While she was outdoorsy and enjoyed hiking and biking, she said, Henrichs was more content to spend a day at the library.
“I was also working a lot and spending too much time away from the family,” Henrichs said.
They decided that it was important to stay on friendly terms after their divorce to make life easier for their children, Ziegler said. She was thrilled when her ex met somebody new two years later and remarried. Linda Henrichs, a software marketing employee and mother of two grown daughters, is the best thing that ever happened to her high school sweetheart, Ziegler said.
Linda Henrichs, 57, has something to say about that.
“I’m thankful that Mary really gave me Bill twice — once via divorce and once via a kidney transplant,” she said.
“Mary’s generous spirit and willingness to help whoever needs it is wonderful, and we are lucky to have her and her family in our lives,” she added. “As Mary always says, ‘Bill never left the family, I just joined it.’ ”
Ziegler, who met a new hiking companion, Bill Moes, 11 years ago (they were married in 2016 in a ceremony catered by her former spouse), had been concerned about her ex-husband’s health for years. He found out he had diabetes shortly after their divorce.
"When I learned that he needed a new kidney, there wasn't any question that I would get tested,” she said.
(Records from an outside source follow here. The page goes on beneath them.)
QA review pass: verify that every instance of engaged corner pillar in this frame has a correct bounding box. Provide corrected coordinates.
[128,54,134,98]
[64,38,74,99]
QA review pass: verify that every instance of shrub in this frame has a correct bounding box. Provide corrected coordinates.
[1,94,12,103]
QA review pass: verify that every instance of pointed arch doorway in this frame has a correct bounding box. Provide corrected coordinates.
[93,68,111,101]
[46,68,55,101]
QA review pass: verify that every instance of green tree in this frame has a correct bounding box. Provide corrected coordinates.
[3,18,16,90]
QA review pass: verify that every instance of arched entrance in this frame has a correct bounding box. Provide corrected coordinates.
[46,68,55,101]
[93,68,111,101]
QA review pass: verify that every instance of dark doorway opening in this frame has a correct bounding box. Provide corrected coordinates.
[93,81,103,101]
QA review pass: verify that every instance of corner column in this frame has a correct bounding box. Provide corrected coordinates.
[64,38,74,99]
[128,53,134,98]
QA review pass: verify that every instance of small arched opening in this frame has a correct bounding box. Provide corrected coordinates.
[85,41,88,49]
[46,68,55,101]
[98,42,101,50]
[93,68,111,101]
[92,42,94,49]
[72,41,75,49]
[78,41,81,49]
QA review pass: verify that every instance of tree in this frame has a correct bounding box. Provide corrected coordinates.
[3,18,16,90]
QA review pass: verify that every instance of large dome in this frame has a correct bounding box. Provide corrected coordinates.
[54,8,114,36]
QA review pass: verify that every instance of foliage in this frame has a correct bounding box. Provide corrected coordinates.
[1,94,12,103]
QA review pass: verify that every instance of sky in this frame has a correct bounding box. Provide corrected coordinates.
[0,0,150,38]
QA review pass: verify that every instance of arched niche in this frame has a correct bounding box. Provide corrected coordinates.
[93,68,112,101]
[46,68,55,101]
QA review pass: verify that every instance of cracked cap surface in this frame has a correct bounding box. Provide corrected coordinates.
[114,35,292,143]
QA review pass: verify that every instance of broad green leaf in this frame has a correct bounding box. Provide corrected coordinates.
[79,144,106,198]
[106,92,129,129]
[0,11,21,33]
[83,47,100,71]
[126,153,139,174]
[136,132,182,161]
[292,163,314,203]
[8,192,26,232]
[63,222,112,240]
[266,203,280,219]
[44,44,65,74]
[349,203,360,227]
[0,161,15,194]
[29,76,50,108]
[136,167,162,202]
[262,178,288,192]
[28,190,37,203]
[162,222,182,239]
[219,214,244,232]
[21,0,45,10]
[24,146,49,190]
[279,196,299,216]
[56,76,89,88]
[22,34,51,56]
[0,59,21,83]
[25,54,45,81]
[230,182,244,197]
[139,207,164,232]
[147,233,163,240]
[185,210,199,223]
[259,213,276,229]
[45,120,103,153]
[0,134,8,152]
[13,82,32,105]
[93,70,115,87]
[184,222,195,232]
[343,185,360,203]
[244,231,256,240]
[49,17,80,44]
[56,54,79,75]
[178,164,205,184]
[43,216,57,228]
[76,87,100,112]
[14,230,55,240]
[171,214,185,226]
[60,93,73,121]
Just a few days later, a call came from the Mayo Clinic to let her know that not only was she a strong match (she and Bill Henrichs share the same O blood type), but she also shares some antigens with him. Although their daughter also was considered a good possibility, Ziegler didn’t want to put her through the surgery, as she has two young children.
When Ziegler called Henrichs to let him know that she wanted to be his donor, he recalled, he felt overwhelmed.
“I could have been on the transplant list for three to six years,” he said. “Or I would have finally had to go through dialysis. Doctors had held me off from dialysis as long as they could, so it was a relief that Mary volunteered. But I was also worried about her coming through it okay.”
Ziegler didn’t share those concerns.
“I’m in good shape for my age. I do a lot of yoga, and I eat clean,” she said. “The only thing I was remotely concerned about was my down time, because I’m not a ‘sitting around’-type person.”
Just three weeks after the transplant, she was back to work and doing yoga — a quick turnaround considering that the average kidney donor needs a healing period of six to eight weeks, Ziegler said.
“I know that he and Linda are grateful, and I’m delighted that I could help,” she said. “I’d have to say that this entire experience has brought us all closer together.”
She and Henrichs hope that by sharing their story, other families will realize that divorce is not always a reason to cut off ties.
“Divorce is divorce, but there’s no reason to squabble,” Henrichs said. “There are lots of reasons why it’s important to get along.” He pauses and laughs. “Someday, you just might need a kidney.”